Piano Sonata No.1 in F minor, Op.2/1
Piano Sonata No.12 in A flat, Op.26
Piano Sonata No.25 in G, Op.79
Piano Sonata No.21 in C, Op.53 (Waldstein)
Igor Levit (piano)
Reviewed by: Peter Reed
Reviewed: 28 September, 2016
Venue: Wigmore Hall, London
For a pianist to embark on a complete-works marathon must be a bit like taking the decision to start a family – if you get the timing right, performer and music mature together. In Igor Levit’s case – all the Beethoven Sonatas over eight Wigmore Hall recitals running through to next June, with only the last six works played consecutively – that process is more complicated, in that his recitals and recordings of the final five Sonatas and the Diabelli Variations have played a significant part in forging his considerable reputation.
His return to square one, as it were, is inevitably going to generate much interest on Planet Piano. Yet for all Levit’s self-evident spiritual rapport with the late works, there was no sense in this recital of his encouraging the early- and mid-period Sonatas into an orderly progress to enlightenment. He seemed to live for the moment, revelling in all four’s audaciousness and originality, celebrating differences rather than similarities.

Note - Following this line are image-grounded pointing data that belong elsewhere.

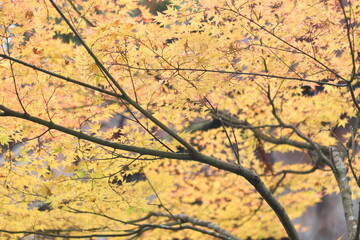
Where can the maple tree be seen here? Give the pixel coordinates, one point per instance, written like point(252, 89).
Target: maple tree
point(202, 91)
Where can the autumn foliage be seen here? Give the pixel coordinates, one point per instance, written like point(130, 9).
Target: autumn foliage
point(119, 123)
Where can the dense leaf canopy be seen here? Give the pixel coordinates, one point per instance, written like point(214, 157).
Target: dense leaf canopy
point(117, 122)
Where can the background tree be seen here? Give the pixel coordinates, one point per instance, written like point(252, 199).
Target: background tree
point(204, 91)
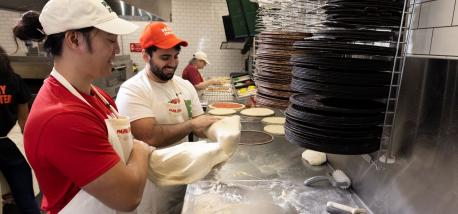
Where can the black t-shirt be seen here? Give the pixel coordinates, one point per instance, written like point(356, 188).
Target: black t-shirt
point(13, 91)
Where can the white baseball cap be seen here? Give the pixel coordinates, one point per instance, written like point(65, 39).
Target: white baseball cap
point(202, 56)
point(59, 16)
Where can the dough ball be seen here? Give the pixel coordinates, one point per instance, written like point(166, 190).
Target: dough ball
point(314, 158)
point(257, 112)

There was a thread of sorts running through the slow movements’ orchestral and vocal potential – the Adagio of Opus 2/1 unfurling an Italianate aria through a gauze of discreet pedaling, the trumpets and drums of Opus 26’s ‘Eroica’-anticipating ‘Funeral March’, the cello-type melody in the ‘Waldstein’ – all suggested rather than reproduced by an ear that has connected completely with the way in which the Piano Sonatas in particular nourish and are nourished by Beethoven’s larger-scale creations.
Levit also reveals an intuitive awareness of the more conventional aspects of structure and melody in Opus 2/1 and Opus 26 compared with the Opus 79 sonate facile, in which the reduction almost ad absurdum of themes releases some brilliantly extended structures. Levit is so confident of his perception of Beethoven’s psyche that his renditions here sounded as though the music was being composed then and there, all filtered through the pianist’s quizzical intelligence, an attractively wry humour, his spontaneity and a beautifully tailored technique that never takes the piano’s limitations for granted.
Levit made sure we heard Opus 2/1’s explosive Sturm und Drang provenance in the first movement, but you had to set against that the veiled romance of the Adagio and his thrilling urgency in the Finale, with some tellingly engineered breaks in the momentum adding to the tension. A lover of variation form, he opened out the fantasy, flirtatiousness and drama of the first movement of Opus 26 (a Sonata with none of its four movements in sonata form), and in the final variation hinted at the piano-resonating process that Beethoven would later explore with epic results. There was a wonderful fragility to Opus 79’s Andante, and Levit conveyed with sly wit the substance emerging out of the Finale’s trivial opening.
It was Levit’s performance of the ‘Waldstein’ that defined the evening, one in which visceral rhythmic bounce in the tightly negotiated first movement – with a sensational compression of energy into the moment of reprise – acting as a counterweight to his majestically conceived, overtly virtuosic playing in the Finale, where form and fantasy jostled for supremacy. If the struggle of the brief Adagio’s big tune to become fully formed as it continually decayed was as clearly imagined as I’ve heard it, the poise of the lone high G delivering the last movement contained all you needed to know about the rightness of Levit’s playing. He is up there with the Beethoven greats.